While YouTube has said publicly that it is working to solve these problems, a new paper from Google, which includes Youtube and the MIT Technology Review, seems to tell a different story. It proposes updating the platform’s algorithm to recommend even more targeted content to users in the interests of greater engagement.
Currently, according to MIT researchers, YouTube’s recommendation system works like this: to fill the recommended video sidebar, it first puts together a selection list of several hundred videos by finding those that match the theme and other features of the one you’re watching. Then it arranges the list according to the preferences of the user it is learning by inserting all your clicks, preferences and other interactions into a machine learning algorithm.
Among the proposed updates, researchers specifically target a problem that they identify as “implicit distortion”. It refers to the way recommendations themselves can affect user behavior, which makes it difficult to decipher whether you clicked on a video because you liked it or because it was highly recommended. The effect is that, over time, the system will be able to remove users further and further from the videos they actually want to watch.
In order to reduce this distortion, the researchers propose an adaptation of the algorithm: Each time a user clicks on a video, he or she also takes into account the rank of the video in the recommendation bar. Videos that are near the top of the sidebar are less weighted when read into the Machine Learning algorithm; videos that are low in the rankings and from which a user must scroll get more. When the researchers tested the changes live on YouTube, they found significantly more user loyalty.
Although the paper doesn’t say whether the new system will be used permanently, Guillaume Chaslot, a former YouTube engineer who now runs AlgoTransparency.org, said he was “pretty confident” that it would go relatively quickly: “They said it extended the monitoring time by 0.24%. If you calculate the amount, I think that’s maybe tens of billions of dollars.”
Several experts who reviewed the paper said the changes could have perverse effects. “In our research, we found that YouTube’s algorithms created an isolated right-wing extremist community that pushed users to videos of children and encouraged misinformation,” said Jonas Kaiser, a partner at the Berkman Klein Center for Internet & Society. “On the outskirts of the country, this change could encourage the formation of more isolated communities than we have seen before.
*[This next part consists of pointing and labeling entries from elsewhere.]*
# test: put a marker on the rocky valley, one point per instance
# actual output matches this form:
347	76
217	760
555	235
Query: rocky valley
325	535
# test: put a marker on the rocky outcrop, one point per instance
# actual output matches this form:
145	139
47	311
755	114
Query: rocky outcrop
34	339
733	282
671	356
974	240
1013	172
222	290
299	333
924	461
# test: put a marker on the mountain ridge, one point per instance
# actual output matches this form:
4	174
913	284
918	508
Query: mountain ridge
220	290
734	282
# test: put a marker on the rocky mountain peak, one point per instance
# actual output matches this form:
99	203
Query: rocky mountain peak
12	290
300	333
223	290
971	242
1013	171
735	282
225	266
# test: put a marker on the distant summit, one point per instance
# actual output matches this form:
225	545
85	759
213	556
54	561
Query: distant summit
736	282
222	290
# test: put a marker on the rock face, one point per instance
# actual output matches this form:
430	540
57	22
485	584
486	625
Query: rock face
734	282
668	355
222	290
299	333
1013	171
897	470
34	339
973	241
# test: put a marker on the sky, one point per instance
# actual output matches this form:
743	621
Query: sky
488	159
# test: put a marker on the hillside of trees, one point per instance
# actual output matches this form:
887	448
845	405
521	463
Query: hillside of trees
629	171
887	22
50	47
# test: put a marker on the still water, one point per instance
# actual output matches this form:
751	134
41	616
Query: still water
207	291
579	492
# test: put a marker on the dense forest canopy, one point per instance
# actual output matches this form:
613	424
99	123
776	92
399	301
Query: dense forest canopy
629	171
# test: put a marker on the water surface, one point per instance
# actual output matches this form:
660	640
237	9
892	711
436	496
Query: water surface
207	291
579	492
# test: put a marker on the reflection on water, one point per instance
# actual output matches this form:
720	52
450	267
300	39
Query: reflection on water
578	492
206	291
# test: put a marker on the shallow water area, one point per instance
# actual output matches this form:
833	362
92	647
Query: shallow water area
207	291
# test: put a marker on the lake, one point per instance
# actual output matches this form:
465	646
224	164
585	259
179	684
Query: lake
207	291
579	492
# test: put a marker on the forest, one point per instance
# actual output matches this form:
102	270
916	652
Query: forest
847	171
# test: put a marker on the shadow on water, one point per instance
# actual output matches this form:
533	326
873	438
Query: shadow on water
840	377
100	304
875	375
Jonathan Albright, director of the Digital Forensics Initiative at the Tow Center for Digital Journalism, said that while “reducing positional bias is a good way to start slowing down the feedback loop for inferior content,” the change could theoretically further encourage extreme content.
Becca Lewis, a former Data & Society researcher on online extremism, said it was difficult to know how the changes would impact. “There are so many different communities on YouTube, different ways to use YouTube, different types of content, that the impact will be different in so many cases. We will be test subjects for YouTube.”
When asked for an opinion, a YouTube spokesperson said his engineers and product teams had found that the changes would not lead to filter bubbles. In contrast, the company expects the changes to reduce them and diversify the recommendations overall.
All three external researchers who contacted MIT Technology Review recommend that YouTube spend more time investigating the impact of algorithmic changes through methods such as interviews, surveys and user input. YouTube has done this to some extent, the spokesman said, working to remove extreme content in the form of hate speech on its platform.
“YouTube should devote more energy to understanding which actors prefer and reinforce their algorithms than how to keep users on the platform,” Kaiser said.
“The frustrating thing is that it’s not in YouTube’s business interest to do this,” Lewis added. “But there is an ethical imperative.”